# The Ubuntu Forum Community > Ubuntu Specialised Support > Gaming & Leisure >  World of Warcraft + Synergy + Cedega = Mouse problems!

## guarnibl

Alright,

I've got Edgy Eft running the latest version of Cedega, nVidia beta driver for Beryl usage, along with the latest version of World of warcraft.

I'm using Synergy2 so I can mouse over to this machine from my windows machine (for whatever reason, ubuntu refused to install on it).

However, when I play WoW over Synergy, the mouse look goes NUTS on my linux desktop. I cannot for the life of me get it to work. If I do it from server -> client where the client is a windows machine, everything's golden.

Anyone have any ideas?

----------


## guarnibl

Bump;

Is this a post more for Cedega / Synergy?

----------


## Ferrat

Have you tried via wine? 

Otherwise I think the problem is with Synergy since it's only that feature that goes mad

----------


## guarnibl

yea.. does it with wine too. oh well.

----------


## Sammi

http://synergy2.sourceforge.net/

That's one powerful application you are discussing. Veeery cool  :Cool:  Thanks for mentioning it, so I could go out and discover it right now. Maybe I'll try it out with my desktop and laptop computer  :Very Happy:

----------


## de_RiN

I used to dual box from XP to XP using synergy. If I had WoW running on the client with Relative mouse movement and in windowed mode. It worked with the correct mouse movement.

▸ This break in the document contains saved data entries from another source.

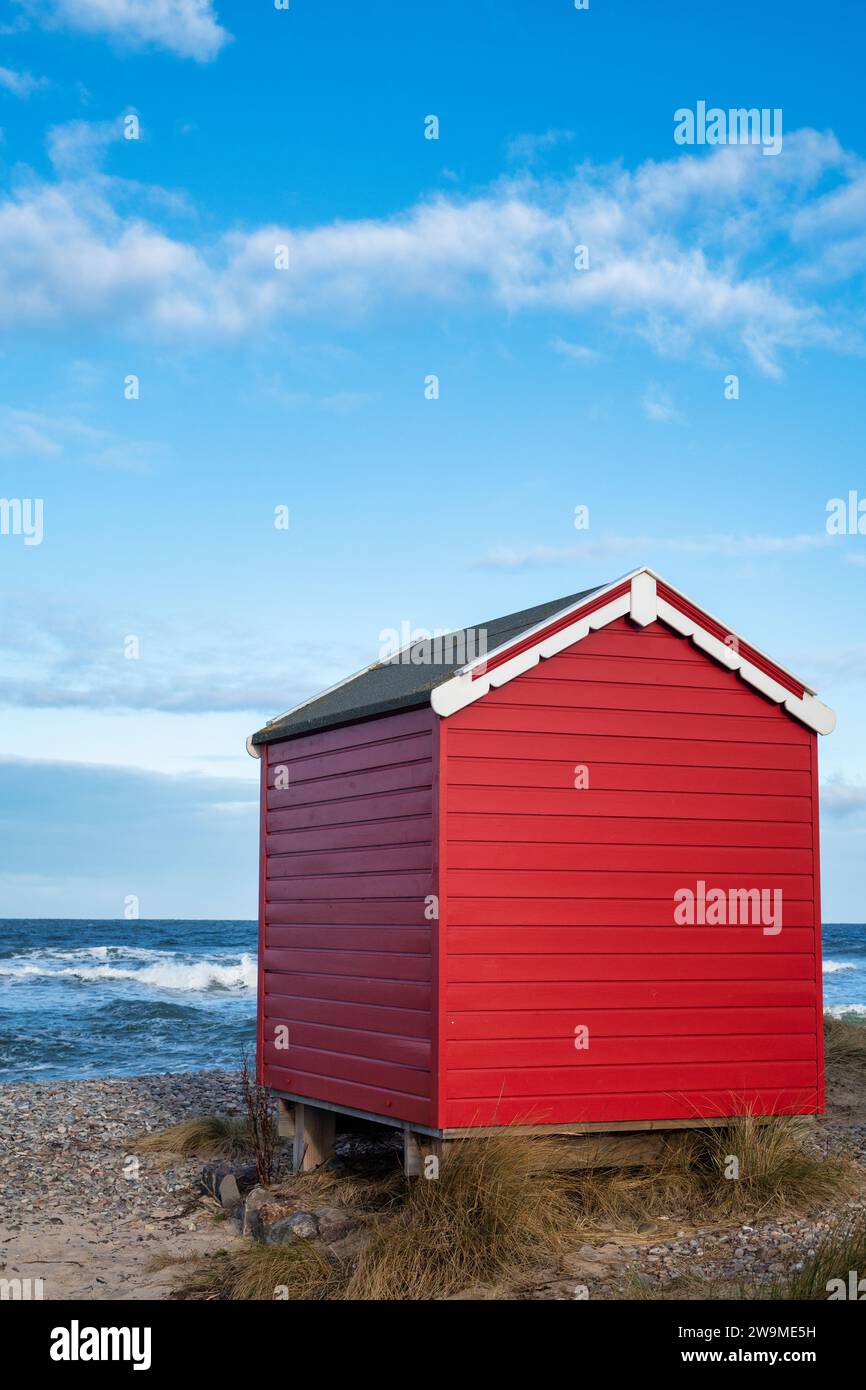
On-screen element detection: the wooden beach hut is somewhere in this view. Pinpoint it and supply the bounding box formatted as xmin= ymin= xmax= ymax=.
xmin=247 ymin=567 xmax=834 ymax=1170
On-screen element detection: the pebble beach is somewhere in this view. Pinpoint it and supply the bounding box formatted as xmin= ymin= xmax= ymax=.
xmin=1 ymin=1061 xmax=864 ymax=1301
xmin=0 ymin=1071 xmax=246 ymax=1300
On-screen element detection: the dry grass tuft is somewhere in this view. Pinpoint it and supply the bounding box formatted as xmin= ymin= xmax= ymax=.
xmin=571 ymin=1135 xmax=704 ymax=1230
xmin=137 ymin=1114 xmax=251 ymax=1161
xmin=175 ymin=1243 xmax=349 ymax=1301
xmin=266 ymin=1165 xmax=401 ymax=1213
xmin=570 ymin=1115 xmax=856 ymax=1231
xmin=345 ymin=1132 xmax=578 ymax=1301
xmin=696 ymin=1113 xmax=857 ymax=1219
xmin=824 ymin=1013 xmax=866 ymax=1065
xmin=168 ymin=1109 xmax=859 ymax=1301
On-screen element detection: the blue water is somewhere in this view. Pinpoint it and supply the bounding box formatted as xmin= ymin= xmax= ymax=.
xmin=0 ymin=919 xmax=257 ymax=1082
xmin=821 ymin=923 xmax=866 ymax=1018
xmin=0 ymin=920 xmax=863 ymax=1083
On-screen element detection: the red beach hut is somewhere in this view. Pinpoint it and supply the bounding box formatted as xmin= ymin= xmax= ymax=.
xmin=247 ymin=568 xmax=834 ymax=1166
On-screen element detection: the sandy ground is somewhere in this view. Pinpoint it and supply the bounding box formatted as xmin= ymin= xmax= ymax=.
xmin=2 ymin=1218 xmax=242 ymax=1301
xmin=0 ymin=1071 xmax=245 ymax=1300
xmin=1 ymin=1058 xmax=864 ymax=1301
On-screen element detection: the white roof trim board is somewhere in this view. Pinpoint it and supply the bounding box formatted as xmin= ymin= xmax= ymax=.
xmin=430 ymin=567 xmax=836 ymax=736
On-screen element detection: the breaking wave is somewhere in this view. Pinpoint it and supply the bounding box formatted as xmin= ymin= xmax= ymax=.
xmin=0 ymin=951 xmax=256 ymax=993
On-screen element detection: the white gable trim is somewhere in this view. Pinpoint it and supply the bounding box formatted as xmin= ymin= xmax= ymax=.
xmin=430 ymin=568 xmax=836 ymax=736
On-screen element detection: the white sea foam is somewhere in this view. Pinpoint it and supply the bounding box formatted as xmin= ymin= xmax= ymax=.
xmin=823 ymin=959 xmax=858 ymax=974
xmin=41 ymin=945 xmax=165 ymax=963
xmin=0 ymin=952 xmax=256 ymax=993
xmin=826 ymin=1002 xmax=866 ymax=1017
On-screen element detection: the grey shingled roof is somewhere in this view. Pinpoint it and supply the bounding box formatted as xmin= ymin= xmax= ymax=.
xmin=250 ymin=585 xmax=602 ymax=746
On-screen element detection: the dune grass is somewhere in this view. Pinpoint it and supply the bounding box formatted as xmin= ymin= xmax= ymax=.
xmin=179 ymin=1242 xmax=349 ymax=1301
xmin=570 ymin=1114 xmax=856 ymax=1231
xmin=695 ymin=1113 xmax=857 ymax=1219
xmin=344 ymin=1132 xmax=578 ymax=1300
xmin=137 ymin=1113 xmax=252 ymax=1161
xmin=180 ymin=1131 xmax=578 ymax=1301
xmin=264 ymin=1164 xmax=401 ymax=1213
xmin=172 ymin=1110 xmax=859 ymax=1301
xmin=824 ymin=1012 xmax=866 ymax=1065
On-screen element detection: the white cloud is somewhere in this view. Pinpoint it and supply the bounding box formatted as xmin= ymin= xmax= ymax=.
xmin=476 ymin=533 xmax=833 ymax=570
xmin=507 ymin=129 xmax=575 ymax=164
xmin=642 ymin=385 xmax=684 ymax=423
xmin=0 ymin=127 xmax=862 ymax=371
xmin=0 ymin=406 xmax=160 ymax=471
xmin=15 ymin=0 xmax=230 ymax=63
xmin=46 ymin=115 xmax=122 ymax=174
xmin=551 ymin=335 xmax=601 ymax=362
xmin=0 ymin=591 xmax=363 ymax=716
xmin=800 ymin=643 xmax=866 ymax=686
xmin=822 ymin=777 xmax=866 ymax=818
xmin=0 ymin=65 xmax=48 ymax=97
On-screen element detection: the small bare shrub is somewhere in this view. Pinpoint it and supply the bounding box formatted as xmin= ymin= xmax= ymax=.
xmin=240 ymin=1050 xmax=279 ymax=1186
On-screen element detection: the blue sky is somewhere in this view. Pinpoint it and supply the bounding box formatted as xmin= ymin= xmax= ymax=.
xmin=1 ymin=0 xmax=865 ymax=919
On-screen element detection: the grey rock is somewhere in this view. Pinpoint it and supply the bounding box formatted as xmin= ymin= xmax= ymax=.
xmin=242 ymin=1185 xmax=271 ymax=1240
xmin=266 ymin=1211 xmax=318 ymax=1245
xmin=200 ymin=1161 xmax=258 ymax=1202
xmin=325 ymin=1227 xmax=369 ymax=1263
xmin=314 ymin=1205 xmax=358 ymax=1244
xmin=218 ymin=1174 xmax=241 ymax=1211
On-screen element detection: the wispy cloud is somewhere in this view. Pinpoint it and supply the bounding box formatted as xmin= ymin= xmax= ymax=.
xmin=47 ymin=115 xmax=123 ymax=175
xmin=0 ymin=593 xmax=363 ymax=715
xmin=642 ymin=384 xmax=684 ymax=423
xmin=0 ymin=64 xmax=48 ymax=97
xmin=802 ymin=643 xmax=866 ymax=685
xmin=0 ymin=407 xmax=161 ymax=472
xmin=551 ymin=335 xmax=602 ymax=362
xmin=821 ymin=776 xmax=866 ymax=818
xmin=476 ymin=532 xmax=834 ymax=570
xmin=14 ymin=0 xmax=231 ymax=63
xmin=506 ymin=128 xmax=575 ymax=164
xmin=0 ymin=757 xmax=257 ymax=917
xmin=0 ymin=128 xmax=863 ymax=373
xmin=257 ymin=384 xmax=375 ymax=414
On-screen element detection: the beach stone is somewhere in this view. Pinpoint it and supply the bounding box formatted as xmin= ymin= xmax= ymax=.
xmin=325 ymin=1226 xmax=370 ymax=1263
xmin=314 ymin=1206 xmax=358 ymax=1244
xmin=242 ymin=1186 xmax=271 ymax=1240
xmin=266 ymin=1211 xmax=318 ymax=1244
xmin=200 ymin=1161 xmax=257 ymax=1201
xmin=218 ymin=1174 xmax=241 ymax=1211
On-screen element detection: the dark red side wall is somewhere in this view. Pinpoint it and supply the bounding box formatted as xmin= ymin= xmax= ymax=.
xmin=439 ymin=615 xmax=823 ymax=1129
xmin=258 ymin=706 xmax=436 ymax=1126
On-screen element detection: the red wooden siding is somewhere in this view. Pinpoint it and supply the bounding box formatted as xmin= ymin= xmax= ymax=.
xmin=258 ymin=706 xmax=436 ymax=1126
xmin=439 ymin=616 xmax=823 ymax=1129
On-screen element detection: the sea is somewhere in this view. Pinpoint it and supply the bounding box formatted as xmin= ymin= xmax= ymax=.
xmin=0 ymin=919 xmax=864 ymax=1084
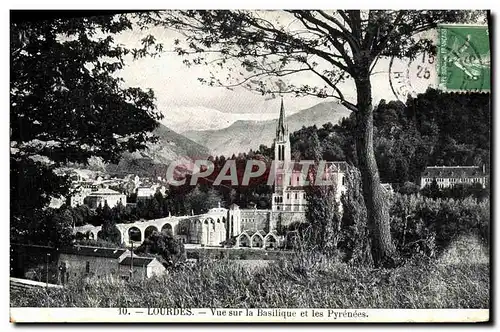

Now, when I try the same settings using XP as server for synergy and Edgy Eft as a client (running Synergy, Wine and WoW) the mouse movement won't be stable.

Anyone know why the mouse movement in-game doesn't work like the pointer in the OS?

----------


## airtonix

> Bump;
> 
> Is this a post more for Cedega / Synergy?


 im running the synergy server on windows whilst playing wow, with a dapper box to the left of my "shitehawk" windows system.  (hehe get it? longhorn -> vista -> shitehawk..... bovinity to bottom rung bird by way of katmandu? cows->mountains->birds)  wow strange about the katmandu and nepal....the windows codenames are related to  a pub and two mountains.....gee the uslesss things i spew out.  anyway,....my synergy behaves fine. but then again im not running edgey nor wow through cedega.   so...yeah....well

----------